Fight Between Armenia and Azerbaijan Could Spark a Wider Crisis: Foreign Affairs

Fight Between Armenia and Azerbaijan Could Spark a Wider Crisis: Foreign Affairs


The long-running conflict between Armenia and Azerbaijan over the disputed region of Nagorno-Karabakh has created partnerships in the South Caucasus that cut across religious, ethnic, and geopolitical lines in surprising ways, Foreign Affairs reports.

Iran, which is ruled by Shiite clerics, has provided an economic lifeline to Christian-majority Armenia, whose primary backer has long been Russia. Meanwhile, Israel and majority-Sunni Turkey have formed a strategic alliance with predominantly Shiite Azerbaijan. And the two majority Shiite countries in the mix, Iran and Azerbaijan, remain locked in a bitter, decades-long dispute over territory and identity.

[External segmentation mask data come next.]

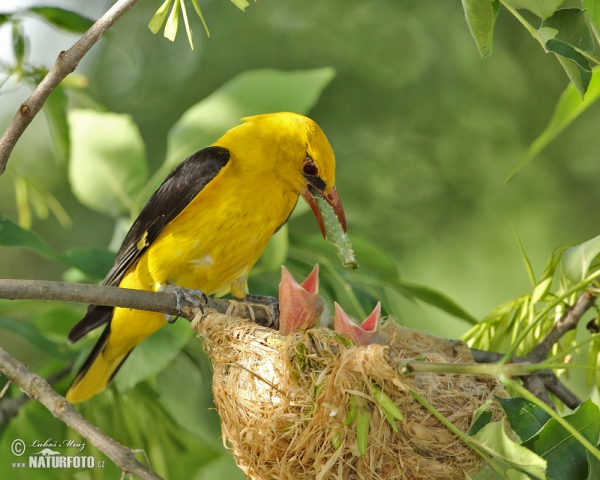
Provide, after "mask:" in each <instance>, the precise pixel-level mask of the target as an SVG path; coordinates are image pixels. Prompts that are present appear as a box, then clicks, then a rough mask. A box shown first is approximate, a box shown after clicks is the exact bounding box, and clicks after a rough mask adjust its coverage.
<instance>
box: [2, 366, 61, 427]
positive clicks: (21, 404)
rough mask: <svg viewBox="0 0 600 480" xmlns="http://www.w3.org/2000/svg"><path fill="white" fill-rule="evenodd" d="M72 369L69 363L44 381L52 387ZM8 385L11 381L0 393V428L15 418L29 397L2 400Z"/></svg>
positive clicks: (10, 382)
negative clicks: (14, 417)
mask: <svg viewBox="0 0 600 480" xmlns="http://www.w3.org/2000/svg"><path fill="white" fill-rule="evenodd" d="M72 369H73V363H69V364H68V365H67V366H66V367H65V368H63V369H62V370H60V371H58V372H56V373H54V374H52V375H50V376H49V377H48V378H47V379H46V381H47V382H48V383H49V384H50V385H54V384H55V383H56V382H58V381H59V380H61V379H62V378H64V377H66V376H67V375H69V374H70V373H71V371H72ZM10 384H11V381H10V380H9V381H8V382H6V385H5V386H4V388H3V389H2V391H1V392H0V428H1V427H3V426H4V425H6V424H8V422H9V421H10V420H11V419H12V418H14V417H16V416H17V414H18V413H19V409H20V408H21V407H22V406H23V405H25V404H26V403H27V402H28V401H29V396H28V395H27V394H26V393H24V394H23V395H21V396H20V397H17V398H3V395H4V394H5V393H6V390H8V387H9V386H10Z"/></svg>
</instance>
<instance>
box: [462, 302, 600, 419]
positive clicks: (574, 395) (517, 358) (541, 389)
mask: <svg viewBox="0 0 600 480" xmlns="http://www.w3.org/2000/svg"><path fill="white" fill-rule="evenodd" d="M595 303H596V296H595V295H594V294H593V293H592V292H583V293H582V294H581V295H580V296H579V297H578V298H577V300H576V302H575V304H574V305H573V306H572V307H571V308H569V309H567V310H566V311H565V313H564V314H563V315H562V317H561V318H560V320H558V322H556V324H555V325H554V326H553V327H552V329H551V330H550V331H549V332H548V333H547V334H546V336H545V337H544V338H543V339H542V341H541V342H540V343H538V344H537V345H536V346H535V347H534V348H533V349H532V350H531V352H529V353H528V354H527V355H525V356H524V357H514V358H513V359H512V361H513V362H514V363H515V364H521V363H541V362H543V361H545V360H546V359H547V357H548V354H549V353H550V351H551V350H552V347H553V346H554V344H556V343H557V342H558V341H559V340H560V339H561V338H562V337H563V335H565V333H567V332H569V331H571V330H574V329H575V328H577V325H578V324H579V321H580V320H581V318H582V317H583V315H584V314H585V313H586V312H587V311H588V310H589V309H590V308H592V307H593V306H594V304H595ZM471 354H472V355H473V359H474V360H475V361H476V362H477V363H495V362H499V361H500V360H502V359H503V358H504V355H503V354H500V353H496V352H487V351H484V350H477V349H471ZM520 378H521V379H522V381H523V386H524V387H525V388H526V389H527V390H529V391H530V392H531V393H533V394H534V395H535V396H536V397H537V398H539V399H540V400H542V401H543V402H544V403H545V404H546V405H548V406H549V407H550V408H552V409H554V410H556V405H554V402H553V401H552V399H551V398H550V396H549V395H548V392H550V393H552V394H554V395H555V396H556V397H557V398H558V399H559V400H560V401H561V402H563V403H564V404H565V405H566V406H567V407H569V408H571V409H575V408H577V407H578V406H579V405H580V404H581V400H580V399H579V398H578V397H577V396H576V395H575V394H574V393H573V392H571V390H569V389H568V388H567V387H566V386H564V385H563V384H562V383H561V382H560V380H559V379H558V377H557V376H556V374H555V373H554V372H553V371H552V370H549V369H544V370H541V371H539V372H536V373H533V374H531V375H527V376H525V375H521V376H520Z"/></svg>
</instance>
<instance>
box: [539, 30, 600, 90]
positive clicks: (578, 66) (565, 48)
mask: <svg viewBox="0 0 600 480" xmlns="http://www.w3.org/2000/svg"><path fill="white" fill-rule="evenodd" d="M545 46H546V49H547V50H548V51H550V52H553V53H555V54H556V56H557V57H556V58H558V61H559V62H560V64H561V65H562V67H563V68H564V69H565V72H567V75H568V76H569V78H570V79H571V82H573V85H575V88H576V89H577V91H578V92H579V95H581V98H584V96H585V92H586V91H587V89H588V86H589V84H590V81H591V79H592V67H591V66H590V62H589V61H588V59H587V58H585V57H584V56H583V55H582V54H581V53H579V52H578V51H577V50H575V48H573V47H572V46H571V45H569V44H568V43H565V42H562V41H560V40H556V39H554V38H551V39H550V40H548V41H547V42H546V45H545Z"/></svg>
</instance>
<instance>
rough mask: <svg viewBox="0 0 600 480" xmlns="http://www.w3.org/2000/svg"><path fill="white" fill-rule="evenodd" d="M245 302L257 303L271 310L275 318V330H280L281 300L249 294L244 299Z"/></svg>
mask: <svg viewBox="0 0 600 480" xmlns="http://www.w3.org/2000/svg"><path fill="white" fill-rule="evenodd" d="M243 301H244V302H246V303H257V304H259V305H264V306H266V307H268V308H269V309H270V310H271V316H272V318H273V322H272V325H273V328H274V329H275V330H277V329H278V328H279V300H277V298H275V297H270V296H268V295H252V294H248V295H246V296H245V297H244V298H243Z"/></svg>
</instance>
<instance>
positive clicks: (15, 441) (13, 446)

For almost three decades, with the Nagorno-Karabakh conflict frozen in a stalemate, this configuration was mostly seen as a case of politics making strange bedfellows: curious, but not a cause for alarm. In 2020, however, the momentum in the conflict shifted decidedly toward Azerbaijan, which won a clear-cut military victory over Armenia during a short but consequential war over the territory. That outcome is slowly but surely heightening, to dangerous effect, inherent but long-hidden tensions among the players in the region.

All of this is taking place as Russia, which has traditionally been the most important outside actor in the conflict, has been distracted by its faltering war against Ukraine.

Meanwhile, as Israel’s ties to an emboldened Azerbaijan have deepened, Iran has become concerned that Israel is turning Azerbaijan into its proxy and using it as a launchpad for operations against Iran.

In recent years, Iran has watched as Israel and the Persian Gulf Arab monarchies have grown closer, owing to a shared enmity toward Tehran. The Iranians now fear that a similar dynamic is taking shape between Israel and two countries with predominantly Turkic populations, Turkey and Azerbaijan. The perceived threat of being sandwiched between an Israeli-Gulf Arab bloc to the south and an Israeli-Turkic bloc to the north, combined with domestic unrest in Iran, could tempt Tehran to overtly enter the conflict on the Armenian side and try to destabilize the Azerbaijani state.

Meanwhile, an increasingly self-assured Azerbaijan might seek to arm and stoke separatism among the Iranian Azeri population. Such steps could lead to an escalatory spiral that would threaten the stability of the strategically vital South Caucasus and potentially produce a wider crisis.